Just like in the Matrix, duplicate content can be a really bad thing. For your website, this will hurt your search engine rankings if you have it on your website. Your website may have it accidently or your SEO guys have done it for some bizarre reason. Either way, it is something that should be avoided at all costs, but what if you can’t avoid it and if you have a large amount of duplicate content, how can you get rid of it? In this blog post, we look at the best ways of dealing with duplicate content without any help from Neo….
What is Duplicate Content?
Duplicate content refers to blocks of text that appears on more than one page. This is picked up by Google (and other search engines) and can be penalised as this has been used in Black Hat SEO to manipulate website rankings.
What Kind of Things Count as Duplicate Content?
There are numerous different ways to come across duplicate content and it can be throughout your websites. Some of the most common times you will notice duplicate content are;
- Discussion forums (when comments are quoted)
- When your forum creates multiple post threads, you can use a canonical tag (shown below) to redirect to the original post page. This will show search engines where the original content is.
- Shop items (descriptions of products)
- Avoiding duplicate content on an e-commerce website can be tricky. Be sure not to post multiple products and to have them all under specific categories, so there is an original page to go to.
- Print versions of website pages (PDF’s)
- Some websites have duplicate pages on print-friendly pages. Like the discussion forum section above, you can use a canonical redirect to showcase to search engines where the original content is from.
- When someone has scraped content
- This is a black hat technique that should be avoided as much as possible. If you must use recycled content, be sure to make the appropriate citations and a link to the original content.
- Copied and pasted content from another website
- Similar to the scraped content, be sure to use citations and a link to the original content.
- Spun content
- Spun content is where a computer program changes common wording such as then, how, when, to alternative words of the same meaning. This is also a black hat technique and should be avoided at all costs. Another reason to avoid this is because when you change a lot of words for alternative phrases, sometimes the content will not make much sense.

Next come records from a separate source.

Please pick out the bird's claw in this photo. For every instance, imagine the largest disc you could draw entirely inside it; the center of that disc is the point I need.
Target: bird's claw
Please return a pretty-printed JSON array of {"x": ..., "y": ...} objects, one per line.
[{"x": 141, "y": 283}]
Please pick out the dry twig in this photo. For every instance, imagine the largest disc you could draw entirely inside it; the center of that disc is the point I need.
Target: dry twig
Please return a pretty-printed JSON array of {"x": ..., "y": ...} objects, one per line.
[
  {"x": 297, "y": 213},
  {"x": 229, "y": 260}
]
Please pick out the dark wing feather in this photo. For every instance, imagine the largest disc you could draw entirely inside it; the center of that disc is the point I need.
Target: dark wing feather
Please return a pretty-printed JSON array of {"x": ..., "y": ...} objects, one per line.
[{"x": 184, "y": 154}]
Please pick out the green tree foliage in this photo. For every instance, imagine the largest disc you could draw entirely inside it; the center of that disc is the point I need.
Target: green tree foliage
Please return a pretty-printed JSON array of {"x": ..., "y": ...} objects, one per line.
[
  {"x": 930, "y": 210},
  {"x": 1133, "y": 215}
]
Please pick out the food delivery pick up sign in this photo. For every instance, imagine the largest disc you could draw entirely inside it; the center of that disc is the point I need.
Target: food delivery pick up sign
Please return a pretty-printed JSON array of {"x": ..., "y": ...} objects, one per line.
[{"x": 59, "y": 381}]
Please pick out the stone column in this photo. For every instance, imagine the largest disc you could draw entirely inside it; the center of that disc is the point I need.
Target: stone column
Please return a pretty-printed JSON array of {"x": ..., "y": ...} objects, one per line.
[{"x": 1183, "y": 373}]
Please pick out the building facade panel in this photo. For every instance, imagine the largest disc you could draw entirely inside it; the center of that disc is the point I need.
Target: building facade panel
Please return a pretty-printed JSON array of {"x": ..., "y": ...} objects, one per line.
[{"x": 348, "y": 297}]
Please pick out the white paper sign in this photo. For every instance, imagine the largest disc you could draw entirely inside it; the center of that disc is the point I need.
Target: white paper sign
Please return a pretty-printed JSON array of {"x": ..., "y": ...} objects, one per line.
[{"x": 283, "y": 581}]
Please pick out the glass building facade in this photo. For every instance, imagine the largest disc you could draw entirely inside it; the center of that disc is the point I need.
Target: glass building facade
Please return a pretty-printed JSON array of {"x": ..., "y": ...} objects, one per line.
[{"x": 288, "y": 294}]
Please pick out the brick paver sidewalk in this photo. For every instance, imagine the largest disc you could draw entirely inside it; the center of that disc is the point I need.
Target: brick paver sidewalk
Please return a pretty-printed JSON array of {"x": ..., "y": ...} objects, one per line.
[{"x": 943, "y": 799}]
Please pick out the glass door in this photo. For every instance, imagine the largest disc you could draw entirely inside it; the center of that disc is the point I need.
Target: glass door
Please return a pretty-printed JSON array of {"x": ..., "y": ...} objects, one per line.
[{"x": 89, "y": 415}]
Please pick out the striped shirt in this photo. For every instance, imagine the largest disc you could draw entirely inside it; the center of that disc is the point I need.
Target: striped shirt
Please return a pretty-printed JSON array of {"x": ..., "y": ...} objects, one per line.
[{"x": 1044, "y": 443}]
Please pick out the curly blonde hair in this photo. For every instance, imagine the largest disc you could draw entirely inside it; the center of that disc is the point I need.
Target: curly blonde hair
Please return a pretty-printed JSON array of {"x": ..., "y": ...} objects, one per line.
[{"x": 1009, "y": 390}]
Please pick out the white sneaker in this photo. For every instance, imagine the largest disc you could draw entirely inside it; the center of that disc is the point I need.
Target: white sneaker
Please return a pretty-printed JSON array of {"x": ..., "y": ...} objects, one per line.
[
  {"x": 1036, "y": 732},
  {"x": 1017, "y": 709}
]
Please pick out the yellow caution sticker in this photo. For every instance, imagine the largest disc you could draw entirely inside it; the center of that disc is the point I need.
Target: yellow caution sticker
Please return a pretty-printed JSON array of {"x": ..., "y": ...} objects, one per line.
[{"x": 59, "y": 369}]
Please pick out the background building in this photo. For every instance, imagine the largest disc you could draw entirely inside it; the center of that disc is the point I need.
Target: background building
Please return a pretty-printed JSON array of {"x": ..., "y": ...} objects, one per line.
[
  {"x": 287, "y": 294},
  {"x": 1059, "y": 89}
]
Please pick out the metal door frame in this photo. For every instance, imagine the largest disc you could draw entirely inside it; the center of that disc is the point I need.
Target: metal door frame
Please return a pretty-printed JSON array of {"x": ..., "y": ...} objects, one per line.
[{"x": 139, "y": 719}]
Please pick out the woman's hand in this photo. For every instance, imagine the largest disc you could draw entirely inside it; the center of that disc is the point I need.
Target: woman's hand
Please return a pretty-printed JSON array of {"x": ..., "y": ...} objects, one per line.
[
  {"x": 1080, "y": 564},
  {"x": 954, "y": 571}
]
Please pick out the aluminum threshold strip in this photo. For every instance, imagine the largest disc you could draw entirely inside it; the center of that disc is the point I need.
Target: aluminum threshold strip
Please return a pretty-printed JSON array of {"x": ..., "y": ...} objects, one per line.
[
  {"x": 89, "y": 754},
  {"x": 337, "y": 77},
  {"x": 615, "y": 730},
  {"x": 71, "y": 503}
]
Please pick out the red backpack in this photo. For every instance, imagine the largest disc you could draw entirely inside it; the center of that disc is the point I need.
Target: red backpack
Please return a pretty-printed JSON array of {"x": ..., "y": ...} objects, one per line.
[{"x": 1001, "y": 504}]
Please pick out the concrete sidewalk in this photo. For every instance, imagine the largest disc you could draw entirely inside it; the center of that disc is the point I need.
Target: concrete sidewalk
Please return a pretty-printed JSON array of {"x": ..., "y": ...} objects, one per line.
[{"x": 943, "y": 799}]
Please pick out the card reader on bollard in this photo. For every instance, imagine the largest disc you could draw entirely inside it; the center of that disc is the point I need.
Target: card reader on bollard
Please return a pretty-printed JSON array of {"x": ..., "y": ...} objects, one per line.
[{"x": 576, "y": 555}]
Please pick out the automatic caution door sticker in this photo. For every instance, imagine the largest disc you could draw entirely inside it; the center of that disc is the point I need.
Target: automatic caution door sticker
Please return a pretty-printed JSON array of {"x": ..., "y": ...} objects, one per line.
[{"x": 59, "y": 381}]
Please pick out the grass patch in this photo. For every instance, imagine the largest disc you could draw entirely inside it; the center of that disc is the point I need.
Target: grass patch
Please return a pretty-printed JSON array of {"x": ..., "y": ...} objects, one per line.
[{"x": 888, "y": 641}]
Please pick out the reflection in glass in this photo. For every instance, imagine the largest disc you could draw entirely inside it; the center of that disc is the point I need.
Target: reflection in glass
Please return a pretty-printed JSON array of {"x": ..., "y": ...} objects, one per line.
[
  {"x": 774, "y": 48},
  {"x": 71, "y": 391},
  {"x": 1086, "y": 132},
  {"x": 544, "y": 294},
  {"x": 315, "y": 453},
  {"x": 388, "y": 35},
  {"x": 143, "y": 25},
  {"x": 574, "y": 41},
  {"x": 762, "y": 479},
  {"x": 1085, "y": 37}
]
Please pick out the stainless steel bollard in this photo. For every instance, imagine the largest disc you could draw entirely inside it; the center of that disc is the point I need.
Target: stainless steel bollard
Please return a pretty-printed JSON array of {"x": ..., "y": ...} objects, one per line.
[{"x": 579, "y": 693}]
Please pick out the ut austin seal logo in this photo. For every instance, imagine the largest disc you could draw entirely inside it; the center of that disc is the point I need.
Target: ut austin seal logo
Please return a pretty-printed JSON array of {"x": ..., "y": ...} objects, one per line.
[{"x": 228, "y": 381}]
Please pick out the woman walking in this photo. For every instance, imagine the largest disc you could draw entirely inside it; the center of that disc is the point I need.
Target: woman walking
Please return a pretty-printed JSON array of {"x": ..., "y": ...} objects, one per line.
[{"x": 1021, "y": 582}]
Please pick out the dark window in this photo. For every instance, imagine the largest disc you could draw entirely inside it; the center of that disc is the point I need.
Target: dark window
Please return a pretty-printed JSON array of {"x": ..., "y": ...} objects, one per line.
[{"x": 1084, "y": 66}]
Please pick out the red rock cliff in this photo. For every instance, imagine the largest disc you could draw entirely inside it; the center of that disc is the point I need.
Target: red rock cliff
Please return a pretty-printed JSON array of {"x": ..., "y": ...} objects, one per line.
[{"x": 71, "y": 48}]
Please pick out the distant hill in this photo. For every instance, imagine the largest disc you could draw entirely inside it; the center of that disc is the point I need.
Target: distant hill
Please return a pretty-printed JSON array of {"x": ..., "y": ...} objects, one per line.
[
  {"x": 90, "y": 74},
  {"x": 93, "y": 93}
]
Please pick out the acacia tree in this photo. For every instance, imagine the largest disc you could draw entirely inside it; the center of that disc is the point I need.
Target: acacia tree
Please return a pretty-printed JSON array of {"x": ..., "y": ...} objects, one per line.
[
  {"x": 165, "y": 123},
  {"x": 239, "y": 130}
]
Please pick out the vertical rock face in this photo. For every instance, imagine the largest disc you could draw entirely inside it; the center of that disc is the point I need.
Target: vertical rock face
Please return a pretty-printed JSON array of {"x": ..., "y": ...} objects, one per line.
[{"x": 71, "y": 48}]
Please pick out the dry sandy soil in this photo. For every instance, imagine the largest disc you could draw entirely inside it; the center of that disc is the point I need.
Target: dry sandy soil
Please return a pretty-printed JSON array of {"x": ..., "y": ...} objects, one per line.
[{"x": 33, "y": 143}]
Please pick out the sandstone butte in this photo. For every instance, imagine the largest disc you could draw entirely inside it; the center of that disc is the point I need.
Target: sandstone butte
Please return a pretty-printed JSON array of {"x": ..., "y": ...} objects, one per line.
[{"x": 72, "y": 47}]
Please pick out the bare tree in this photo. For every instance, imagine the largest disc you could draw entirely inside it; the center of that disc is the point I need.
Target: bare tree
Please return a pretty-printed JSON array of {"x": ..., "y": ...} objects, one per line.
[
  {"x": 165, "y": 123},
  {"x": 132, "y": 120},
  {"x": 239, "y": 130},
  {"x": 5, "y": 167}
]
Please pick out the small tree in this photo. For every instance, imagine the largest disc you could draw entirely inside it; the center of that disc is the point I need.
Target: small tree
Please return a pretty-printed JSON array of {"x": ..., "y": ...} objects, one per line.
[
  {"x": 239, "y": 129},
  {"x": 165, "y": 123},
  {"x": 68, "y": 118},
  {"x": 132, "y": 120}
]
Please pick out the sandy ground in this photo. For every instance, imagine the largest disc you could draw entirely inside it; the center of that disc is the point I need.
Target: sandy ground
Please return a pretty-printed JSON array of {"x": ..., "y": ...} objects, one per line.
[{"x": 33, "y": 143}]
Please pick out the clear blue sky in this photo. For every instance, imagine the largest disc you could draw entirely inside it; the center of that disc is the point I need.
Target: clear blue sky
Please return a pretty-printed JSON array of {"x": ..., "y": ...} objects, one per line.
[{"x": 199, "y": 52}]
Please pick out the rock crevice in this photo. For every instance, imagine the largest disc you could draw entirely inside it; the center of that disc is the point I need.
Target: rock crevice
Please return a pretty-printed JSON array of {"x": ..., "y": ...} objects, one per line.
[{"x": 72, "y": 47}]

Some of these methods are a lot worse than others, however, the principle still stands. To ensure that we do not get any kind of penalty from search engines we can do the following to our websites.
Introduce Canonical Tags
Canonical tags are a small piece of code that tells search engines which page is the original source of the content. It looks a little something like this:
<link rel=”canonical” href=”https://www.bravr.com/” />
This is helpful for when you would like to update an old blog post for example. You can use this snippet of code on your old blog post, to link it to the newer page. This will indicate to search engines, where the newer, more informative piece of text is and the duplicate content is not intentional.
If you have multiple pages that are exactly the same, then perhaps one of the things you should consider is to delete these pages. Especially as they are holding your website back and not contributing any quality to your website.
Once you have removed these pages, be sure to place a 301 redirect to the remaining page. This is in case the page has been indexed and search engines won’t necessarily know where the remaining page is.